In the software industry, it is known that an out-of-source build is superior to an in-source build. However, despite the fact that mature build systems like CMake and Meson have out-of-the-box support for out-of-source builds, many projects are still built in-source.
Many agree that in source builds more straightforward to setup, out of source builds are “cleaner” and easier to manage. Some projects are not being switched because the current setup is sufficient and the “out-of-source build” is considered a nice-to-have feature.
The situation is similar in code generation. We have a source code generation process where the generated code is tracked in the source tree. For example, we generate API code from IDL files in backend projects. Then we have the out of source code generation. The macro systems supported by modern languages like Rust are an example of this.
In light of the evolving DevOps landscape, it is essential to re-evaluate the pros and cons of in/out-of-source builds.

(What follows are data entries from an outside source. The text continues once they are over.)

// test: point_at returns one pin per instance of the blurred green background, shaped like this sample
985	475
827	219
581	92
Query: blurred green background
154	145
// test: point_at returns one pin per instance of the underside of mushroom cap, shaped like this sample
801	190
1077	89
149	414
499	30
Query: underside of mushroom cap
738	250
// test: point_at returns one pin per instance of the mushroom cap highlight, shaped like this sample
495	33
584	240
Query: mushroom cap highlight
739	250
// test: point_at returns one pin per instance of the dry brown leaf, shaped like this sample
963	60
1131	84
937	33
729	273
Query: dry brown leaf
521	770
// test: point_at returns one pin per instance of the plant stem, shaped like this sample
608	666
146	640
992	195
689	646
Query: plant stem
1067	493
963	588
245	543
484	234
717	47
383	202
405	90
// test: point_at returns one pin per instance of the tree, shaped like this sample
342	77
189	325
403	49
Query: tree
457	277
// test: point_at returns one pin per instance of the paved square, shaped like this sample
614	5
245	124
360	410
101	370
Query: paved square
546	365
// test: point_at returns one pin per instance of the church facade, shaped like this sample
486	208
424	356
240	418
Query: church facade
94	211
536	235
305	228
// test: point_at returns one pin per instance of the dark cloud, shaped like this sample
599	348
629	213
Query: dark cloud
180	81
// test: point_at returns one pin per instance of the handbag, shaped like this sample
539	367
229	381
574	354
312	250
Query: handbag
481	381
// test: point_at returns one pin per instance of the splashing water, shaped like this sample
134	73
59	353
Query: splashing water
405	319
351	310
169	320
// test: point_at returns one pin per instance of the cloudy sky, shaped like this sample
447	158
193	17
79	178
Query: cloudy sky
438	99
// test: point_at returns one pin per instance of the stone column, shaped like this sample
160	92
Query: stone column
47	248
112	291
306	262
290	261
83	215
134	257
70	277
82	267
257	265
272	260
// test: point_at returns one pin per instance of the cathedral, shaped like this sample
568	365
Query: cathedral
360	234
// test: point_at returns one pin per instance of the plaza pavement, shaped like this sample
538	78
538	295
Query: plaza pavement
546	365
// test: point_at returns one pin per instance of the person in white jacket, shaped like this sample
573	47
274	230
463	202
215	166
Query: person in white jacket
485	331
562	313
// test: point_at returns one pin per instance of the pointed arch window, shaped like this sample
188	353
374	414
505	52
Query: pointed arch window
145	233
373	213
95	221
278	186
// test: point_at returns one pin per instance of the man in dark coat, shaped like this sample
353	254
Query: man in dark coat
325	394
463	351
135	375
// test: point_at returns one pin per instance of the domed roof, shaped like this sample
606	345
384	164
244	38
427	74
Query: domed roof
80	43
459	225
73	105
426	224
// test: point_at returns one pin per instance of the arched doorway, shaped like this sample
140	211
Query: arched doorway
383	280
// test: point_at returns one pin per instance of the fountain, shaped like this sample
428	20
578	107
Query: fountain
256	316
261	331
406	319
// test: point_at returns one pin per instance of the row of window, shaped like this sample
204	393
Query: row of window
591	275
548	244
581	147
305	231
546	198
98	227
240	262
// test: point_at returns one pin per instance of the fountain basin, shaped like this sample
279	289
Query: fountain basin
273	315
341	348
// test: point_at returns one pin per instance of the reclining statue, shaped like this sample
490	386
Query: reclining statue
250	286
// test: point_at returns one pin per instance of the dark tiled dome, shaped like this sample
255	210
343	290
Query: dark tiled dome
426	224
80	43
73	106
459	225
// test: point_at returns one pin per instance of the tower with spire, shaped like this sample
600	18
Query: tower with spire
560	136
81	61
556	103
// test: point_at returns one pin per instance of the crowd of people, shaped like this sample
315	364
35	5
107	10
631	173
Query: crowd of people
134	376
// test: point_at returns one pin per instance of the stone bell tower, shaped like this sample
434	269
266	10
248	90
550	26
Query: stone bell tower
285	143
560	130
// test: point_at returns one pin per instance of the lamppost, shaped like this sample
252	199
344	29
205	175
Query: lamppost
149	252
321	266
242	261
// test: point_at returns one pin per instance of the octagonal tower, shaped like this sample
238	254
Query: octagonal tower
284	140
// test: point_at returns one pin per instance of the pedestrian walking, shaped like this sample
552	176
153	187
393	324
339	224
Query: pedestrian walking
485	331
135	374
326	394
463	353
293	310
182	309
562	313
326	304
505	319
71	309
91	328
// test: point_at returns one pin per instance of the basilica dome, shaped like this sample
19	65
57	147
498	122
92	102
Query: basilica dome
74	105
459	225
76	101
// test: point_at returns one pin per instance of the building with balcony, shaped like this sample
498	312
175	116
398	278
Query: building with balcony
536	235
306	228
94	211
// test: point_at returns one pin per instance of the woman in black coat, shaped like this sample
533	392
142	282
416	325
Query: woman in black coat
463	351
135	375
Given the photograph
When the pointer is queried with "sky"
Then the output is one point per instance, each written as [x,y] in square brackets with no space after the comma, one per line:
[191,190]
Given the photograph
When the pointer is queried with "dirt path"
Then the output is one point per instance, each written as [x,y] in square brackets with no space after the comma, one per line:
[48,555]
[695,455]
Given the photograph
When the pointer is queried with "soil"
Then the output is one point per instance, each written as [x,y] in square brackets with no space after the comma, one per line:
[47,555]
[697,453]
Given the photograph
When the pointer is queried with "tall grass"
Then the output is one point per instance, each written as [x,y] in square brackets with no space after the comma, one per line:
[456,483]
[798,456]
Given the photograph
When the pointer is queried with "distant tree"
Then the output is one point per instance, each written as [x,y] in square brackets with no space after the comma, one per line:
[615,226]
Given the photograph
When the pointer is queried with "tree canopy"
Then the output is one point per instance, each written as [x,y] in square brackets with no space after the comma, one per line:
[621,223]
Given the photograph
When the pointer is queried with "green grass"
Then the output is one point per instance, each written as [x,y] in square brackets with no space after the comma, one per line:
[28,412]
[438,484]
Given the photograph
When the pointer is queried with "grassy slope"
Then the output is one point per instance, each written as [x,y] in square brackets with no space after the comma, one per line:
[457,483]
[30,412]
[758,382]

Garbage files don’t work well with Monorepo
More and more projects are using monorepo to organize their code, especially large projects. Source code build and generation systems save more files in the repository. The build cache is not tracked by the source control system, but the generated code is. This put more pressure on the source control system.
Ignored files hurts source control performance
To get the status of the repository, source control system have to stating every files in it. Having more files means that each time you use the “git status” command, git have more work to do. While compiling, the cache files are updated often. Source control systems have to invalidate the internal cache, which causes the execution time to get even slower. For small projects, it doesn’t take long to get repository status. However, in a monorepo, the performance hit is worse. A monorepo has so many files that the cost of invalidating the cache is high. Git needs to load the “.gitignore” file for every ignored file, then run regular expression matches against the file path to determine if there are new files to track. Actually, in a big monorepo, more than 60% of the time is spent checking ignored files in “git status”.
In source generated code makes code review impossible
Code that is generated is considered noise during a code review. Nobody reviews code that was generated. In a small project, there is usually only a few lines of generated code the reviewer can easily filter out. In a monorepo, the code is stored in its respective module. This makes it very difficult to filter out during a code review. In that case, most reviewers would simply quit and say “LGTM”.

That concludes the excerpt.